King’s College London and Jisc think so – they established the first collaborative research data center in the world nine years ago, precisely in order to help UK institutions achieve economies of scale, to increase energy efficiency, and to reduce costs. Of course, it’s a lot easier to get all the UK institutions of higher education on board with such a centralized initiative, partly because there are fewer of them and partly because they are all centrally funded.

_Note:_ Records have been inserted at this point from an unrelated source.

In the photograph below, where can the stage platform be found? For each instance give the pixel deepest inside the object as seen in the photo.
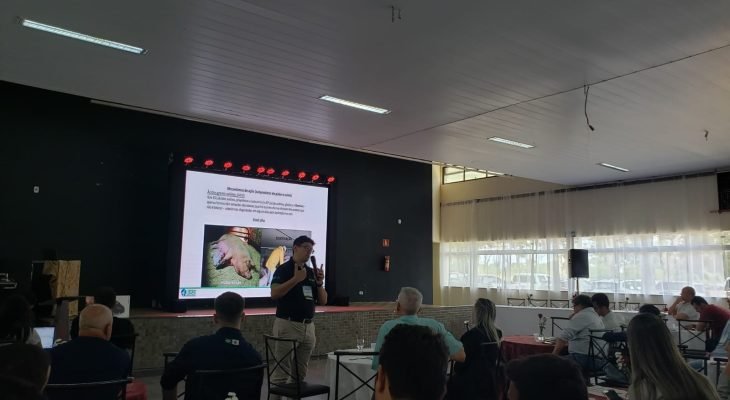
(336, 328)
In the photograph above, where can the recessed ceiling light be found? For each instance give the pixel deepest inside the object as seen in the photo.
(80, 36)
(355, 105)
(511, 142)
(617, 168)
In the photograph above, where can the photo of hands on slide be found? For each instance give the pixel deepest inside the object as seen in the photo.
(238, 256)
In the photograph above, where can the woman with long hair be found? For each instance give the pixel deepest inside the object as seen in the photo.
(475, 378)
(658, 370)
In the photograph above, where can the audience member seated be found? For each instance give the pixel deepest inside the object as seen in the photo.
(658, 370)
(413, 363)
(24, 370)
(682, 307)
(475, 378)
(611, 320)
(226, 349)
(621, 336)
(122, 330)
(575, 335)
(718, 317)
(407, 306)
(16, 321)
(545, 376)
(89, 357)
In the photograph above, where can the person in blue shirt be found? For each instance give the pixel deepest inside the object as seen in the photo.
(226, 349)
(407, 306)
(90, 357)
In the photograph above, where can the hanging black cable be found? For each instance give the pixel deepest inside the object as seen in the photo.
(586, 88)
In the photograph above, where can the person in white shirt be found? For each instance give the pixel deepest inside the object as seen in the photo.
(575, 335)
(611, 320)
(681, 308)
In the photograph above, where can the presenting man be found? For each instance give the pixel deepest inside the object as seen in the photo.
(297, 288)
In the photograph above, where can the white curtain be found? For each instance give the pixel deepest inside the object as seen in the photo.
(647, 239)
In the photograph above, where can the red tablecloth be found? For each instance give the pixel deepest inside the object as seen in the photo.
(521, 346)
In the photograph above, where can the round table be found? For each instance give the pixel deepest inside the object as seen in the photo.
(521, 346)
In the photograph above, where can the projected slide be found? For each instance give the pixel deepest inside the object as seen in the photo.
(238, 230)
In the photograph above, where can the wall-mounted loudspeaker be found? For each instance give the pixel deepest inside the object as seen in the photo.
(578, 263)
(723, 191)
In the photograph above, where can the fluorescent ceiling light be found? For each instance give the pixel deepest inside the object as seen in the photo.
(80, 36)
(356, 105)
(617, 168)
(511, 142)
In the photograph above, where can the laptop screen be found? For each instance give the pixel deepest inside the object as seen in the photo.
(46, 334)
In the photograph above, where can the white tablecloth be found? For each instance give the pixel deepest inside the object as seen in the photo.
(360, 365)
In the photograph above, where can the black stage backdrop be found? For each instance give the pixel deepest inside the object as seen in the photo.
(105, 196)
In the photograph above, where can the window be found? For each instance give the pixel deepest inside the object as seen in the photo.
(649, 264)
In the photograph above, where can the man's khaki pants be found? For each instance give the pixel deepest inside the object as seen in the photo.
(306, 339)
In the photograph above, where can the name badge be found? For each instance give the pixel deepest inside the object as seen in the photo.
(307, 291)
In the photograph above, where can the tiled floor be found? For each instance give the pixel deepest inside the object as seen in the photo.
(316, 374)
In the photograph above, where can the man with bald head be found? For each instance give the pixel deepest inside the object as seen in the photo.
(90, 357)
(406, 307)
(681, 308)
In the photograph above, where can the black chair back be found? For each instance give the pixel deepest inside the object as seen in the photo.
(128, 343)
(104, 390)
(370, 382)
(240, 383)
(297, 389)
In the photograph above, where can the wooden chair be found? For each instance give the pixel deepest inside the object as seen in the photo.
(370, 382)
(298, 389)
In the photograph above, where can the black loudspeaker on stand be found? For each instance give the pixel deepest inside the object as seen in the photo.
(578, 263)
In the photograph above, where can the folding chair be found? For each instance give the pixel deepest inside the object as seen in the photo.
(560, 303)
(687, 325)
(513, 301)
(103, 390)
(370, 382)
(130, 343)
(240, 383)
(555, 324)
(297, 389)
(718, 363)
(598, 352)
(245, 383)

But what if Internet2, for instance, instead of restricting its areas of interest to networking and protocols, and instead of offering to connect member institutions with corporate cloud services, instead provided a real alternative – one that was not just developed for the academic community but that would be governed by that community? What if each member institution or organization agreed to contribute its existing infrastructure, along with its annual maintenance budget, to a shared, distributed, community-owned cloud computing center? Could excess capacity then be offered at reasonable prices to other nonprofit institutions or organizations or projects like mine, in a way that might entice them away from the Silicon Valley megacorps? Would our institutions, our libraries, our publishers, and our many other web-based projects find themselves with better control over their futures?
None of what I’m suggesting here would be easy, and a lot of the questions I’ve just asked fall – at least for the moment – into the realm of the pipe dream. But if we were to be willing to press forward with them, we might find ourselves in a world in which the scholarly communication infrastructures on which we build, develop, design, and publish our work can help us foster rather than hinder social and epistemic justice, can empower communities of practice by centering their needs and their work to meet them, and can enable trustworthy community governance and decision-making in support of truly open, public, shared infrastructures for the future of knowledge production.